Plainsong

Mar 16, 2016

I recently boarded a downtown #1 train at Lincoln Center ahead of meeting my daughter for dinner at a restaurant overlooking the video screen maelstrom of Times Square. Earlier that same afternoon I started to read Plainsong (http://www.amazon.com/Plainsong-Kent-Haruf/dp/0375705856/ref=sr_1_1?s=books&ie=UTF8&qid=1458137392&sr=1-1&keywords=plainsong+kent+haruf), the late Kent Haruf’s National Book Award finalist novel set in Eastern Colorado.

The novel had rested on my bookshelf among a stockpile of books accumulated during my MFA studies, and which I only now had time to absorb. I bought Plainsong while assembling my final semester reading list, which consisted mostly of fiction based on dysfunctional families—American style. While researching titles, the familiar Amazon banner heralding “Customers Who Bought This Title Also Bought” popped up with Haruf’s book. Plainsong didn’t fit my reading list, but I was struck by the description of its stoic, windswept characters.

Within a couple weeks after its delivery I read in The New York Times that Kent Haruf had passed away. His obituary was extensive, even by The Times standards, and I felt guilty for not knowing his work, especially since it is mostly set in Colorado, the state I visit most regularly for escape and renewal. Still, the novel sat stacked with nine or ten others until I finally scanned the first line: “Here was this man Tom Guthrie standing at the back window in the kitchen of his house smoking cigarettes and looking out over the back lot where the sun was coming up…”
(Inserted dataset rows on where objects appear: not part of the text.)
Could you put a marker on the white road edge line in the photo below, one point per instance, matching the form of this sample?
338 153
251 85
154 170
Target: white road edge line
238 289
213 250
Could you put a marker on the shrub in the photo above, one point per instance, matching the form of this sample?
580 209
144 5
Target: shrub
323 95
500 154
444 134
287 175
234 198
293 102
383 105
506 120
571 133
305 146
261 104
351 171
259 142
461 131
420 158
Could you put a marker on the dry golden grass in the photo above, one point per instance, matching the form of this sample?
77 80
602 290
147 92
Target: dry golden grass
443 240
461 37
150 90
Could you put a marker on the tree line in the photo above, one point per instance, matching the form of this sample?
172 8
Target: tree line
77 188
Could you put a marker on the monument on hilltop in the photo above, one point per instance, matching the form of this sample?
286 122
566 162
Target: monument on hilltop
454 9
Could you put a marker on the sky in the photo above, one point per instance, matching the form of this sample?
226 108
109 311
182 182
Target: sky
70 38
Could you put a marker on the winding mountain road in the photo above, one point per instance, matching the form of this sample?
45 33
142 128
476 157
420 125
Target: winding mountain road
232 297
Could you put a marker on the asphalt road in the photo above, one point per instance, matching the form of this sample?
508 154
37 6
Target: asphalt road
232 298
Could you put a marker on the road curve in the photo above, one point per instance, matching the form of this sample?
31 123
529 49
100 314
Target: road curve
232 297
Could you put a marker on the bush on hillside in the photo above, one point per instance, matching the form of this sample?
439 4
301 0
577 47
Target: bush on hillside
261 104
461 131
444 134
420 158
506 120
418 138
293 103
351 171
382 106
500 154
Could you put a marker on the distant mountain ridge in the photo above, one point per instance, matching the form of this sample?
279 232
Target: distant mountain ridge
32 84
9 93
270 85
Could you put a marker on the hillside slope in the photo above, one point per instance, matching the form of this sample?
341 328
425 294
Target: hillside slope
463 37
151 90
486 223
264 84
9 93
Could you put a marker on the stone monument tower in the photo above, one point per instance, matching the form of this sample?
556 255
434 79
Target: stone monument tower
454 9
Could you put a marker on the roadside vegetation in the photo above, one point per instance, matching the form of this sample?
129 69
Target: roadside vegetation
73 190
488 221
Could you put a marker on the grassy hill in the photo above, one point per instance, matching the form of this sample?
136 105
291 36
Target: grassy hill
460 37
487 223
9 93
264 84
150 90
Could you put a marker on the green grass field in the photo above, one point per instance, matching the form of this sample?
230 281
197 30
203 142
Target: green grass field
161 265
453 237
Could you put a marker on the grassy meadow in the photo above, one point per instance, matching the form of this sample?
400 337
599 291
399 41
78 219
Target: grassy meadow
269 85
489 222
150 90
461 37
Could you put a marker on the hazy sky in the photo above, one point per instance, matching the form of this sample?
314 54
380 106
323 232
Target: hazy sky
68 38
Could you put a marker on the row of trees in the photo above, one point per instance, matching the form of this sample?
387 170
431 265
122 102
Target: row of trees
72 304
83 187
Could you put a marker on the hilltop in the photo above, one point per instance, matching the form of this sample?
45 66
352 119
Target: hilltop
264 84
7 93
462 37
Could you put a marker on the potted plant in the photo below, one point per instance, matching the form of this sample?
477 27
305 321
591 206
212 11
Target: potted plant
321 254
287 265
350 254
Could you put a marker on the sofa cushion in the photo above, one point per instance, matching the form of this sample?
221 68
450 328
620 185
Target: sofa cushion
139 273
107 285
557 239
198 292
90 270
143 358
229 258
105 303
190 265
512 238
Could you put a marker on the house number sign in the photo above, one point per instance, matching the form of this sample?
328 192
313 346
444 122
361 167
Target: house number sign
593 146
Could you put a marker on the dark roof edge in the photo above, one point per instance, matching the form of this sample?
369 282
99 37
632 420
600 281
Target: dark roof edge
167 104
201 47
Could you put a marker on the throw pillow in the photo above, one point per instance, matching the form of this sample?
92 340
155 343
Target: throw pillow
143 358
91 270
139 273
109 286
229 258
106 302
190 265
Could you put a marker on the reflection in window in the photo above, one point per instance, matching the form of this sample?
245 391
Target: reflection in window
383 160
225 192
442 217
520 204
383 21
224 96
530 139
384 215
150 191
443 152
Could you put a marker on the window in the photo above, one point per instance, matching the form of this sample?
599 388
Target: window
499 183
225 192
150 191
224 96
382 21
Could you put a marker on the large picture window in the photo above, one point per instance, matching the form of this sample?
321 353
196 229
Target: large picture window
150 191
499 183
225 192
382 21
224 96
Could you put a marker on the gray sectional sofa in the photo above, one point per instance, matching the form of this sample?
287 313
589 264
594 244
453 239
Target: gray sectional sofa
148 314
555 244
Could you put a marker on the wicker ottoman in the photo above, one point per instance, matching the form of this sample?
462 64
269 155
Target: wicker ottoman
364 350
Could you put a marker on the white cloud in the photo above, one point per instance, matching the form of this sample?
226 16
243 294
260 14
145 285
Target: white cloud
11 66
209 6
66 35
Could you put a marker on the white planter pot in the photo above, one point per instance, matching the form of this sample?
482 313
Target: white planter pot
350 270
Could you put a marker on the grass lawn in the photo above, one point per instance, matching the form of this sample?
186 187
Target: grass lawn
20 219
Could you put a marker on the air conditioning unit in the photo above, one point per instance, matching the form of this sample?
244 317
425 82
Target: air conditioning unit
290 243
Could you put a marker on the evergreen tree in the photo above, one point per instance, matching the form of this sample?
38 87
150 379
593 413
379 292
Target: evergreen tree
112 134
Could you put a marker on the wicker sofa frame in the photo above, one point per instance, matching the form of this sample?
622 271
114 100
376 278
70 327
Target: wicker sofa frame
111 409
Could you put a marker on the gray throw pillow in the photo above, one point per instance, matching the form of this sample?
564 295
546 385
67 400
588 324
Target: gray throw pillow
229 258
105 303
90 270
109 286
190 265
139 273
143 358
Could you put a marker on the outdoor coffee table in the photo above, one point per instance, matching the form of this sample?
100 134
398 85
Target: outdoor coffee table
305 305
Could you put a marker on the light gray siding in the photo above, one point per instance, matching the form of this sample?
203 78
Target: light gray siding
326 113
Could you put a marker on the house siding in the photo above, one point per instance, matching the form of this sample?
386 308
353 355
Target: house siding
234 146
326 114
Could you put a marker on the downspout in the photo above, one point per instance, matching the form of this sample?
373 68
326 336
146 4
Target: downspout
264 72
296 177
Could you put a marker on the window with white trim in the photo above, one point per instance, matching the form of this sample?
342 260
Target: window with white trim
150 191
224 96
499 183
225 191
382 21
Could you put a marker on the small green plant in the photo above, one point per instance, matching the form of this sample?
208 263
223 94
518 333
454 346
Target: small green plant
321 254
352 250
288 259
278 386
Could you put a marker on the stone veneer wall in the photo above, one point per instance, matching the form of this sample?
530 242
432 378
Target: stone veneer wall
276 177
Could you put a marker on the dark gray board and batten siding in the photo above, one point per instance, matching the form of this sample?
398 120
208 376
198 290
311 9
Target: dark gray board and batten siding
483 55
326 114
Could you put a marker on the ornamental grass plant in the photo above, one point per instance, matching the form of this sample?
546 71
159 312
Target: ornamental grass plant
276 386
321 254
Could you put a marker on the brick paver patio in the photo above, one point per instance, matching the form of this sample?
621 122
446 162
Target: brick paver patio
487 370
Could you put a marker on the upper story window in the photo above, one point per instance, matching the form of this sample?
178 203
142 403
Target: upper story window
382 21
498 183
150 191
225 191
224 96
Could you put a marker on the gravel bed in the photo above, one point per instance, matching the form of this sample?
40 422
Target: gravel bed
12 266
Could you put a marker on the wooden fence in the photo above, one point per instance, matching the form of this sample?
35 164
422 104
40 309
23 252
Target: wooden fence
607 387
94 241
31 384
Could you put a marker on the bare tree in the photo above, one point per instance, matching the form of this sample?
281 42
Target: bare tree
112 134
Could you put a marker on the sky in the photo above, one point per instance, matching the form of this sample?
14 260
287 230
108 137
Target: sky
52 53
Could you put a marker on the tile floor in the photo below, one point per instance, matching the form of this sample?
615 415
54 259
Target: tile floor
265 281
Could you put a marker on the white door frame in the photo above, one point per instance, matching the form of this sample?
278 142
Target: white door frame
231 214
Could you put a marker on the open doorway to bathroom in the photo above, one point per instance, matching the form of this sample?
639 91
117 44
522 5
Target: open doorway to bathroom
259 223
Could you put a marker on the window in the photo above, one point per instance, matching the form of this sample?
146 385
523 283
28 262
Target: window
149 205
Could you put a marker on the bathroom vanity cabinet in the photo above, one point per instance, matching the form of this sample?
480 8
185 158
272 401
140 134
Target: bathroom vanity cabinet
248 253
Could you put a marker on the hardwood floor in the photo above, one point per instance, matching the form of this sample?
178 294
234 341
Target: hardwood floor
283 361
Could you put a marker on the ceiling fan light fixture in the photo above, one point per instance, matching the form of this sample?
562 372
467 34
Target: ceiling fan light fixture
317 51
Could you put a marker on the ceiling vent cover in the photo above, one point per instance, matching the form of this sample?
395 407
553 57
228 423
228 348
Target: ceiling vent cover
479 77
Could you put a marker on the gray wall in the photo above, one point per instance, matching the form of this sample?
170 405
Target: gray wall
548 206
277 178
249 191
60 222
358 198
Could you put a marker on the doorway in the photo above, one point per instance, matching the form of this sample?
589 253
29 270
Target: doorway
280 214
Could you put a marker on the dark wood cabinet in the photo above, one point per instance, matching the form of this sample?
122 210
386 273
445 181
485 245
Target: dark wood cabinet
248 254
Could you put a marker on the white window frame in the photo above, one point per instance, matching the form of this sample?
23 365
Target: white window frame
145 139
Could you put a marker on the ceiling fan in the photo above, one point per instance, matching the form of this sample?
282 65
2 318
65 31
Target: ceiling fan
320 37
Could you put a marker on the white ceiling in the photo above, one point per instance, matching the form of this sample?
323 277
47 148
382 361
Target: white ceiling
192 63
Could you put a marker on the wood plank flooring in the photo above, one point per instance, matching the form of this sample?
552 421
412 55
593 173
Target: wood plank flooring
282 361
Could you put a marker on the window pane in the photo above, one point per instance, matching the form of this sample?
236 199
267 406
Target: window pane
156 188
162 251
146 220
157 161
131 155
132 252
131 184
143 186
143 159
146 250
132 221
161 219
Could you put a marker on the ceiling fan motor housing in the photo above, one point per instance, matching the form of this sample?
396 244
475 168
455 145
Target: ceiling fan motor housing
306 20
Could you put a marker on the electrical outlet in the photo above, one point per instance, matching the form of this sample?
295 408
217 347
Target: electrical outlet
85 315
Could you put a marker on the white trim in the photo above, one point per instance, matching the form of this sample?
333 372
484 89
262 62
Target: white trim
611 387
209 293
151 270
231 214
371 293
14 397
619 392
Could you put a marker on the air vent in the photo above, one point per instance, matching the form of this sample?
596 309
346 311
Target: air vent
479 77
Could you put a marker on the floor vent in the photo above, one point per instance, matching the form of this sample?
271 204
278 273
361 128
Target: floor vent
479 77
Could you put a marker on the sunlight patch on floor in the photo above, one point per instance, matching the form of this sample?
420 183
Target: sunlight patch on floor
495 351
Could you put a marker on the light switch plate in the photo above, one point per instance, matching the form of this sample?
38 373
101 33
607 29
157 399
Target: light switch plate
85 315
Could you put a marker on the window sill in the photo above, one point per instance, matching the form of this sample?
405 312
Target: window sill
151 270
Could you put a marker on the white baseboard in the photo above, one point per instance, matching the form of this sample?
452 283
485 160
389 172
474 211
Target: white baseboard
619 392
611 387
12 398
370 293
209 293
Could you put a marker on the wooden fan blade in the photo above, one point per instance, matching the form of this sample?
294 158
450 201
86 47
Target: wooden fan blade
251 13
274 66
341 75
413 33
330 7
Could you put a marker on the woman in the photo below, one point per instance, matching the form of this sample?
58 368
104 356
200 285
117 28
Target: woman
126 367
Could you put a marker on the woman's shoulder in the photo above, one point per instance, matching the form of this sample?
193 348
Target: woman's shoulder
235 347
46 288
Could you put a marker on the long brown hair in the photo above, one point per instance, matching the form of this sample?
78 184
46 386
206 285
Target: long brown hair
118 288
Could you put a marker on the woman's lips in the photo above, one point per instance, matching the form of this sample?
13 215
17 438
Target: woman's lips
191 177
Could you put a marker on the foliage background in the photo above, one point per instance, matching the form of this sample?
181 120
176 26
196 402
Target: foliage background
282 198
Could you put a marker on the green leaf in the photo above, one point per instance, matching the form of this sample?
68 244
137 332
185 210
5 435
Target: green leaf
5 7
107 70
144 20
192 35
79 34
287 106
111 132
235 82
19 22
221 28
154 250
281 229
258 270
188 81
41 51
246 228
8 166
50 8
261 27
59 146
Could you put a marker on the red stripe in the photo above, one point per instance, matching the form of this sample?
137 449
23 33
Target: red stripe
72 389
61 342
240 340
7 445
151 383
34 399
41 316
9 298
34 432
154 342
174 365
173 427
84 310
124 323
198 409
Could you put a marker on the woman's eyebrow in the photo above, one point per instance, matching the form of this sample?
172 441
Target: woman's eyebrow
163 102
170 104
It was past rush hour in New York City, yet the subway cars were still busy when I boarded and stood with a few other riders near the doors. I was inclined to remain standing given I was travelling only three stops, and from this position I couldn’t help but notice a thin, graying black man slumped alone in a corner seat, a metal walker positioned in front of him. The car was crowded but the seats immediately adjacent to him were empty. Quite suddenly he caught the eye of a man standing next to me and barked, “Help me up.” The man reached out and it seemed he needed to bend backward, not so simple in a jostling subway car, in order to gain leverage and pull the older man to his feet. Once standing, he pushed the walker toward the door, looking like he might collapse at any moment. Only then could I and other riders see the tattered disrepair of his clothes, and smell the odor of too many unkempt days. A path widened between passengers to the door and the gentleman who first helped him stayed at the older man’s side ready to grasp his elbow.

The man inched behind his walker off the subway at 50th Street station, a dozen sets of eyes worried the doors might shut before he’d made it free of the car. Then, as the train jerked up to speed, a woman seated across from the older man said to his helper, “You’re a good man.” The gentleman stared back blankly, but she continued, “You didn’t hesitate to help that poor man.” We all exited at 43nd Street and I could see these one-time strangers chatting thoughtfully as they climbed the stairs and disappeared within the station throng.

I read all of Plainsong during the following days and somehow its sublime language and moral clarity kept bringing me back to those few moments on the #1 New York subway. It kept reminding me that there exists simple decency, even if unknowing and reflexive, from the plains of Eastern Colorado to the tunnels underneath Broadway. Now I don’t know if Haruf’s characters are based on actual acquaintances, but in the world of Plainsong they are vivid and real and their hearts struggle truthfully in search of an uneasy fulfillment. It could be argued the novel’s antagonists: the school bully, his parents, the abusive and oblivious teenage boyfriend, are, perhaps, a bit stock, especially given the setting. But I read them more as necessary to drive the plot and set up themes of connectedness, and to highlight the inherently caring folks whose lives may be viewed as simple, yet are no less important and meaningful than those of people far wealthier and more powerful.

Plainsong is often poetic and never boring. In fact, it’s a page-turner, and a novel that may encourage you to pay attention for the subtle moments within our day-to-day lives that illuminate what it means to be human. It is one of the most enjoyable books I’ve read during this past year—or any year.